In conclusion, we provided a biologically inspired adaptive algorithm with analytical solution for complex problems in information transmission in sensory systems. Future studies may need to account for time-dependencies explicitly, including adaptation both at the receptors and motors. This may be achieved by considering trajectories of molecular concentrations and/or cell behavior, which may also help establish a link between chemotactic performance (e.g. drift velocity), information transmission, and energetic cost of chemotaxis. This link may show interesting tradeoffs and new design principles²⁹. A methodological contribution might be necessary as calculation of the mutual information based on trajectories are hampered by the high-dimensional phase space of all possible trajectories.

Materials and Methods

Maximization of mutual information with respect to input distribution and input-output curve

To maximize Eq. (2) assuming the noise in Eq. (5), we focus on the integrand \( {\mathcal L} (x,p,\bar{y},\bar{y}^{\prime} )=p\,{\log }_{2}[\frac{\sqrt{2\pi e}{\sigma }_{{\rm{T}}}}{\bar{y}^{\prime} }p]\) and use the well-known Lagrange formalism from calculus of variations, where x is the independent variable while p = p(x), \(\bar{y}\) = \(\bar{y}\)(x) and \(\bar{y}^{\prime} \) = \(\bar{y}^{\prime} \)(x) are the dependent variables. Note that p′(x) is not appearing in the Lagrangian \( {\mathcal L} \). To find the maximum of I with respect to p and \(\bar{y}\), we need to solve Eqs. (3) and (4) together.

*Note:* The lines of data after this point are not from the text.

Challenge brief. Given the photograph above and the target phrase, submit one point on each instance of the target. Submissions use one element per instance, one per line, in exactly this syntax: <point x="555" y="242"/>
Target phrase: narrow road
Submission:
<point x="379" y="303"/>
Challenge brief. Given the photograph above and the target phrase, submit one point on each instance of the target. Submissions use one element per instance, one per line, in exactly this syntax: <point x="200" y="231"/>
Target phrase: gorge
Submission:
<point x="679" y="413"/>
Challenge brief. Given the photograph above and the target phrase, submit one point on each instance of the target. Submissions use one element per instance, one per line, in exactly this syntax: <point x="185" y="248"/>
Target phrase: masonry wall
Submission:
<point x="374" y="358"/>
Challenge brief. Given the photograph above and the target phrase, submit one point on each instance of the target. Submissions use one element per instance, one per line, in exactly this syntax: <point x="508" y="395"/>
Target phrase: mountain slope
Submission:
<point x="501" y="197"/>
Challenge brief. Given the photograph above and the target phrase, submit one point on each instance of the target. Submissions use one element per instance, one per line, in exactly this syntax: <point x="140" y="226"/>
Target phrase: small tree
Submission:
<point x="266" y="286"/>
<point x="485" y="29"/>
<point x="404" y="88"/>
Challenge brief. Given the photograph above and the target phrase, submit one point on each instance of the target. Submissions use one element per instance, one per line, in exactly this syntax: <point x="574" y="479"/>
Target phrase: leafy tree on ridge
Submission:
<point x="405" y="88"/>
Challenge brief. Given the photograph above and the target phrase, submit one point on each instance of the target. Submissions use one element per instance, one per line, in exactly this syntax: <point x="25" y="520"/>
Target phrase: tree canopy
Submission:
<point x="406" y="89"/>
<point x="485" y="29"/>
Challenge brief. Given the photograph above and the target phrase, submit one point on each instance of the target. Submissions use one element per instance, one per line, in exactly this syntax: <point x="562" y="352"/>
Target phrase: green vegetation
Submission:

Equation (6a) is the solution of Eq. (3), which can be rewritten through differentiation as

$$\frac{p^{\prime} }{p}=\frac{\bar{y}^{\prime\prime} }{\bar{y}^{\prime} }-\frac{{\sigma ^{\prime} }_{{\rm{T}}}}{{\sigma }_{{\rm{T}}}}\mathrm{.}$$

(13)

To derive Eq. (6b), we evaluate the following derivatives

$$\frac{\partial {\mathcal I} }{\partial \bar{y}}=\frac{p}{{\sigma }_{{\rm{T}}}}\frac{\partial {\sigma }_{{\rm{T}}}}{\partial \bar{y}},$$

(14)

$$\frac{\partial {\mathcal I} }{\partial \bar{y}^{\prime} }=\frac{p}{{\sigma }_{{\rm{T}}}}\frac{\partial {\sigma }_{{\rm{T}}}}{\partial \bar{y}\text{'}}-\frac{p}{\bar{y}^{\prime} },$$

(15)

$$\frac{d}{dx}\frac{\partial {\mathcal I} }{\partial \bar{y}^{\prime} }=-\,\frac{p^{\prime} }{\bar{y^{\prime} }}+\frac{p\bar{y}^{\prime\prime} }{{\bar{y}}^{^{\prime} 2}}-\frac{p^{\prime} }{{\sigma }_{{\rm{T}}}}\frac{\partial {\sigma }_{{\rm{T}}}}{\partial \bar{y}^{\prime} }+\frac{p{\sigma ^{\prime} }_{{\rm{T}}}}{{\sigma }_{{\rm{T}}}^{2}}\frac{\partial {\sigma }_{{\rm{T}}}}{\partial \bar{y}}+\frac{p}{{\sigma }_{{\rm{T}}}}\frac{d}{dx}\frac{\partial {\sigma }_{{\rm{T}}}}{\partial \bar{y}^{\prime} }\mathrm{.}$$

(16)

Using Eqs (13)–(16), Eq. (4) becomes

$$2\frac{\bar{y}^{\prime\prime} }{\bar{y}^{\prime} }-2\frac{{\sigma ^{\prime} }_{{\rm{T}}}}{{\sigma }_{{\rm{T}}}}+\frac{\frac{d}{dx}\frac{\partial {\sigma }_{{\rm{T}}}}{\partial \bar{y}^{\prime} }}{\frac{\partial {\sigma }_{{\rm{T}}}}{\partial \bar{y}\text{'}}}=-\,\frac{1}{\bar{y}^{\prime} }\frac{\frac{\partial {\sigma }_{{\rm{T}}}}{\partial x}}{\frac{\partial {\sigma }_{{\rm{T}}}}{\partial \bar{y}^{\prime} }}\mathrm{.}$$

(17)

Now assuming independent cell-external and internal noises as in Eq. (5), Eq. (17) becomes Eq. (6b).